Sneato






Minimum Spanning Trees with Genetic Data



Sneato generates minimum spanning trees that depict relationships among biological sequences such as DNA, RNA or amino acid sequences. To use Sneato, you provide it with a datafile of sequences. The program will then infer the minimum spanning tree and draw it for you.

Sneato uses Prim's algorithm - a standard algorithm for generating minimum spanning trees. To work properly, Prim's algorithm requires information about the distances between the things being compared. Sneato estimates the distance between pairs of sequences as the number of differences (amino acid, nucleotide, or similar) between them. A nice tutorial on Prim's and other algorithms for generating minimum spanning trees can be found on Papagelis Athanasios's Algorithms Tutoring Web Page, which can be found here: http://students.ceid.upatras.gr/~papagel.

Sneato is an extention of VGJ, which was developed by some very clever students at Auburn University. They very kindly distribute the source code under the GNU General Public License on their web site.
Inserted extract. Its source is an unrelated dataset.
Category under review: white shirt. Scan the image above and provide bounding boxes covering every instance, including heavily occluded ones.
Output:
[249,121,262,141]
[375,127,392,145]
1. Installing and starting the Sneato program

Prerequisites

Sneato requires the Java Runtime Environment. This is installed by default on most modern computers. If it is not installed, you can get it by going to http://www.java.com, choosing "Free Download" and following the instructions.

Downloading Sneato

Download the latest version of Sneato (v. 2) by clicking here: Sneato_v_2.zip.

Installing Sneato

1. Unpack the Sneato zip file by double clicking on it.
2. Double click on the Sneato icon to start the program.
Here is a screenshot of Sneato immediately after starting:

To start an analysis, click on the "Start an Analysis" button and adjust the size of the window. Next, choose "Open DB File" from the File menu, and choose the file you want to analyze. This file must be in format described below.

2. Formatting a *.db file

Sneato works with plain text files, which must be in the *.db file format.
DB File Format:

There are two kinds of lines in the DB format: comment lines and data lines. Comment lines start with the # character and are ignored. Data lines have two parts: name and sequence, and these parts are separated by a colon (:). If multiple identical lines (i.e., sequences) are found in your file, they will be drawn as nodes whose area is proportional to the sequence frequency, so you will get a graph with big circles representing common sequences and little circles representing rare sequences.
Example:
# This is a comment about my otter data.
# The data are faked.
otter1:GATCGATCGATC
otter2:GATCGATCGATC
otter3:GATCGATCGATC
# This last otter is especially interesting...
otter4:GGGGGGGGGGGG
Three test datasets are available:
test.db - A simple fabricated dataset.
ptc.db - Real DNA sequence data from the PTC gene, which encodes the receptor that enables some people to taste phenylthiocarbamide (Wooding 2004).
jcv_aa_types.db - Real amino acid sequence data from the JC virus, an interesting circular DNA virus with a worldwide distribution (Wooding 2001).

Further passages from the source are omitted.